Quick update from the field of CASP (Computer Assisted Synthesis Planning) by Thakkar / Kogey / Reymond / Engkvist / Bjerrum in a recent ChemRxiv article (DOI). In it they bring artificial intelligence to retrosynthetic analysis, a particular chemical human art thus far obtained "through years of experience and exposure to a variety of both successful and failed chemistry". According to the authors CASP exists to "complement" this process but we all know better.

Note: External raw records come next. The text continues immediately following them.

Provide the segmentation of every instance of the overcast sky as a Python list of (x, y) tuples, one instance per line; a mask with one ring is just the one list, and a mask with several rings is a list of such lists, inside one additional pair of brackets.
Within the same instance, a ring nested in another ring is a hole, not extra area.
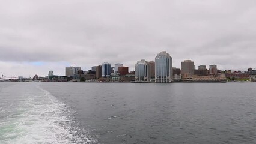
[(65, 74), (108, 61), (134, 70), (160, 51), (173, 67), (256, 67), (256, 1), (20, 0), (0, 5), (0, 72)]

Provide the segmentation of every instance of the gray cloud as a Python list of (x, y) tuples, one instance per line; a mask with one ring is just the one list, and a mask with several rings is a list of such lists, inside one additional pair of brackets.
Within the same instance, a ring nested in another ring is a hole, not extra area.
[[(109, 61), (133, 70), (136, 61), (154, 60), (157, 53), (166, 50), (176, 67), (180, 68), (184, 59), (192, 59), (197, 65), (216, 64), (223, 69), (255, 67), (255, 1), (2, 3), (2, 63), (42, 61), (58, 65), (65, 62), (85, 70)], [(8, 68), (2, 67), (1, 70)], [(53, 66), (51, 70), (64, 74), (64, 68), (59, 68)], [(9, 70), (5, 73), (13, 73)]]

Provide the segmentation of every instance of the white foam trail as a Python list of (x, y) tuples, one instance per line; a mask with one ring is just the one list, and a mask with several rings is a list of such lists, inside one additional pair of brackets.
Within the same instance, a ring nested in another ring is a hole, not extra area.
[(4, 124), (11, 130), (0, 143), (91, 143), (74, 127), (75, 112), (48, 91), (40, 90), (25, 93), (27, 100), (20, 113)]

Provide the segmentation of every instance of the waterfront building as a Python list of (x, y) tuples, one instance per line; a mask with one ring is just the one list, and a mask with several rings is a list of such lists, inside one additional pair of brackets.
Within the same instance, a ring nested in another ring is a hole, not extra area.
[(67, 76), (68, 77), (76, 78), (78, 71), (81, 70), (81, 67), (66, 67), (65, 68), (65, 76)]
[(172, 58), (166, 51), (157, 54), (155, 58), (155, 82), (172, 81)]
[(209, 66), (209, 74), (216, 74), (218, 73), (217, 65), (210, 65)]
[(117, 73), (118, 71), (118, 67), (123, 67), (123, 64), (115, 64), (115, 73)]
[(151, 74), (151, 77), (153, 78), (154, 77), (156, 73), (155, 73), (155, 65), (156, 65), (156, 62), (153, 61), (151, 61), (149, 62), (150, 64), (150, 74)]
[(129, 67), (119, 67), (117, 73), (120, 76), (124, 76), (129, 74)]
[(199, 65), (198, 70), (206, 70), (206, 65)]
[(98, 79), (102, 77), (102, 66), (98, 65), (96, 66), (96, 70), (95, 72), (95, 78)]
[(185, 74), (195, 74), (195, 64), (194, 61), (185, 60), (181, 62), (181, 74), (184, 76)]
[(194, 74), (198, 76), (206, 76), (208, 74), (208, 70), (206, 69), (206, 65), (200, 65), (198, 70), (195, 70)]
[(111, 74), (111, 64), (108, 62), (102, 64), (102, 77), (108, 77)]
[(50, 77), (53, 77), (53, 71), (49, 71), (48, 73), (48, 76)]
[(144, 59), (141, 59), (135, 64), (135, 82), (150, 82), (150, 64)]
[(181, 70), (180, 68), (177, 68), (175, 67), (172, 68), (172, 74), (181, 74)]
[(91, 67), (91, 71), (96, 71), (97, 66)]

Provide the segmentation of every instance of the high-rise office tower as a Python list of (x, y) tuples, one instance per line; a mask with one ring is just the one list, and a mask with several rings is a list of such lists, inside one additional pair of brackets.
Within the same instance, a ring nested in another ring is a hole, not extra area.
[(155, 58), (155, 82), (171, 82), (172, 58), (166, 51), (157, 54)]
[(206, 65), (199, 65), (198, 70), (206, 70)]
[(181, 62), (181, 74), (195, 74), (194, 62), (191, 60), (185, 60)]
[(156, 63), (154, 61), (151, 61), (149, 62), (150, 64), (150, 74), (151, 74), (151, 77), (154, 77), (154, 76), (156, 75), (155, 73), (155, 65), (156, 65)]
[(102, 64), (102, 77), (108, 77), (111, 74), (111, 64), (108, 62), (105, 62)]
[(115, 64), (115, 73), (117, 73), (118, 71), (118, 67), (123, 67), (123, 64)]
[(65, 76), (68, 77), (74, 77), (78, 74), (78, 71), (80, 70), (81, 70), (81, 67), (66, 67), (65, 68)]
[(209, 73), (210, 74), (216, 74), (217, 71), (217, 65), (210, 65), (209, 66)]
[(135, 64), (135, 82), (150, 81), (150, 64), (144, 59), (141, 59)]
[(95, 73), (95, 78), (96, 79), (102, 77), (102, 65), (96, 66)]

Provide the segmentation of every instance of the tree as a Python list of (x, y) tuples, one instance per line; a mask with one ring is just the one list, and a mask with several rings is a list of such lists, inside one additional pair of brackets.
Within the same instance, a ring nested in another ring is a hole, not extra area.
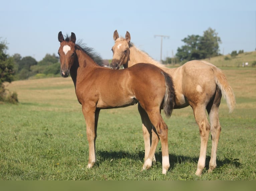
[(204, 35), (201, 38), (199, 49), (202, 54), (202, 59), (216, 56), (219, 54), (219, 43), (221, 43), (221, 38), (218, 33), (209, 28), (204, 31)]
[(187, 37), (182, 40), (186, 45), (182, 46), (181, 48), (178, 48), (176, 56), (181, 61), (200, 59), (200, 52), (198, 47), (200, 40), (200, 36), (194, 35), (188, 35)]
[(32, 66), (36, 65), (37, 64), (37, 62), (35, 59), (31, 56), (27, 56), (22, 58), (17, 63), (17, 79), (24, 80), (35, 75), (36, 73), (31, 71), (31, 67)]
[(218, 55), (221, 39), (215, 30), (209, 28), (201, 37), (188, 35), (182, 40), (185, 45), (178, 48), (176, 56), (181, 61), (204, 59)]
[[(4, 101), (6, 99), (6, 90), (3, 83), (10, 83), (13, 80), (14, 63), (12, 58), (9, 57), (6, 53), (8, 49), (5, 41), (0, 42), (0, 101)], [(7, 99), (12, 102), (13, 98), (14, 101), (16, 100), (17, 102), (16, 93), (10, 95)]]

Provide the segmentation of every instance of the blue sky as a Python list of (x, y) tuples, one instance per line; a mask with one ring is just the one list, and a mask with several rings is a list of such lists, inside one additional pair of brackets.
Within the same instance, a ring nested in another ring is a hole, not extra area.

The new work builds on earlier 2017 work by Segler / Prauss / Waller (DOI) with key elements a 12 million chemical reaction training set and a Monte Carlo tree search, an algorithm otherwise frequently used in game intelligence for example AlphaGo. The algorithm de-constructs a molecule in a tree fashion with a new leaf generating molecular fragments as nodes. A filter step determines if reverse reaction for each deconstruction is feasible based on real-life chemistry. Continue until you end up with a set of commercially available chemicals. The Reaxys database was used for the generation of the transformation rules in the filter step. For the training step 100 million artificial negative reactions were added because negative results in organic chemistry are seldomly reported.
In the new Thakkar work the chemical reaction set is expanded with that of open-source USPTO database (patents). The entire dataset can be broken down into specific chemical transformations. Nice to know there are 137803 different nitro to amino conversions. It is noted that the overlap in data between USPTO and Reaxys is only 7.4%. The authors mention that it does not help that in patents many key reaction data are found inserted in reaction scheme images and can therefore not be machine-extracted. Also new is the inclusion of protection and deprotection reactions. One interesting find was that the open-source USPTO dataset was sufficient to find reaction routes for all the top-125 pharmaceuticals and that under 4 seconds each.
Is there such a thing as retrosynthesis competitions? Yes! The 7th National SCI/RSC Retrosynthesis Competition will be held on 13 March 2020 (link). The terms and conditions do not prohibit AI machines from entering.